Autostrade, l’Antitrust boccia il nuovo regalo ai Benetton


L’Antitrust boccia le nuove norme
in materia di regolazione del sistema autostradale. Il parere negativo dell’Autorità garante della concorrenza e del mercato è giunto il 4 luglio; tre mesi dopo il varo del DL 59/2008 che rende legge i nuovi schemi di convenzione tra ANAS spa e Autostrade per l’Italia spa, e un mese dopo la sua ratifica in Parlamento.

Il nuovo testo –sostiene Antonio Catricalà, presidente dell’Antitrust- rischia di “eliminare del tutto gli spazi, già esigui, lasciati alla concorrenza per il mercato, almeno per le tratte non ancora realizzate e per l’ampliamento della rete autostradale”.

di Leonardo Lupori

Non sono inoltre rispettati tutti i precedenti interventi dell’autorità sull’argomento come la segnalazione AS135 del 1998 che auspicava l’utilizzo di gare pubbliche per le nuove concessioni autostradali. L’Autorità garante, infatti, pone l’attenzione in primo luogo sull’affidamento ad Autostrade di nuove tratte ed ampliamenti delle reti già esistenti senza l’utilizzo di una procedura ad evidenza pubblica.

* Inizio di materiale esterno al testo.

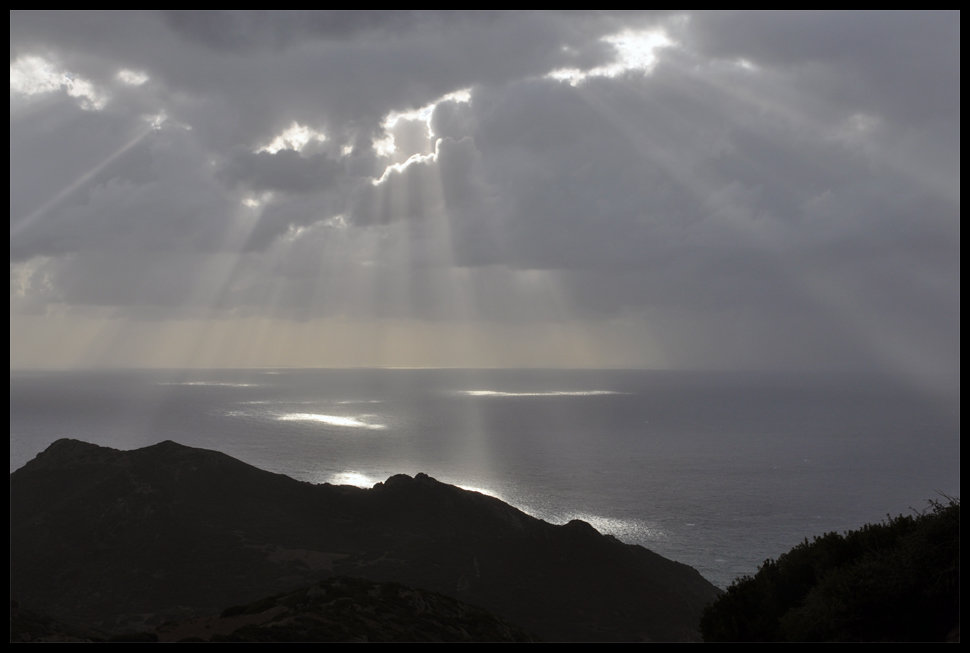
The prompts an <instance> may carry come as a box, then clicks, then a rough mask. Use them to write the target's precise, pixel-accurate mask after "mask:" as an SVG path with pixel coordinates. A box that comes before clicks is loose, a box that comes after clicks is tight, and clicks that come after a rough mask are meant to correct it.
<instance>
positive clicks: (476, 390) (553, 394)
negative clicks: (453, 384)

Con il nuovo testo -sostiene inoltre l’Authority- viene meno la possibilità di verificare l’andamento della produttività del gestore nel periodo di concessione e di ridistribuire agli utenti gli eventuali benefici in surplus rispetto a quelli sottoscritti nella formula di convenzione. Benefici che, ad oggi, sono destinati a tramutarsi in rendite monopolistiche del gruppo Benetton, che controlla la società per azioni Autostrade attraverso la holding Altlantia.

L’Antitrust incalza anche sull’incongruenza che si viene a creare sul mercato finanziario: il prezzo che gli acquirenti privati di Autostrade hanno pagato, era funzionale anche all’incertezza e al rischio che incorporava la precedente regolamentazione tariffaria price-cap che non garantiva profitti certi a breve e lungo termine.

Proprio il nuovo piano tariffario, infatti, è al centro della maggiore polemica. Il nuovo testo, spiega Antonio Catricalà, “prevede una formula di revisione delle tariffe per tutta la durata della convenzione (fino al 2038, ndr) in ragione del 70% del tasso di inflazione”; di fatto, una legittimazione ufficiale ad aumentare i pedaggi senza la determinazione di un tetto massimo.

Il concetto del price-cap, invece, stimava la consistenza dei “dazi autostradali” attraverso “una dinamica collegata al tasso di inflazione, alla variazione di produttività attesa e all’impegno finanziario necessario per assicurare l’efficienza e la sicurezza della rete. Un sistema, quindi, che da una parte assicurava un tetto massimo alle tariffe praticate e dall’altra incentivava la concessionaria a migliorare l’efficienza e la produttività della gestione in quanto ciò le consentiva di lucrare ulteriori guadagni”.

Una presa di posizione forte, dunque, quella dell’Authority: nel settore autostradale, già caratterizzato da condizioni di monopolio naturale, con queste nuove regolamentazioni rischiano di non essere più garantiti quei meccanismi che replicavano il sistema concorrenziale.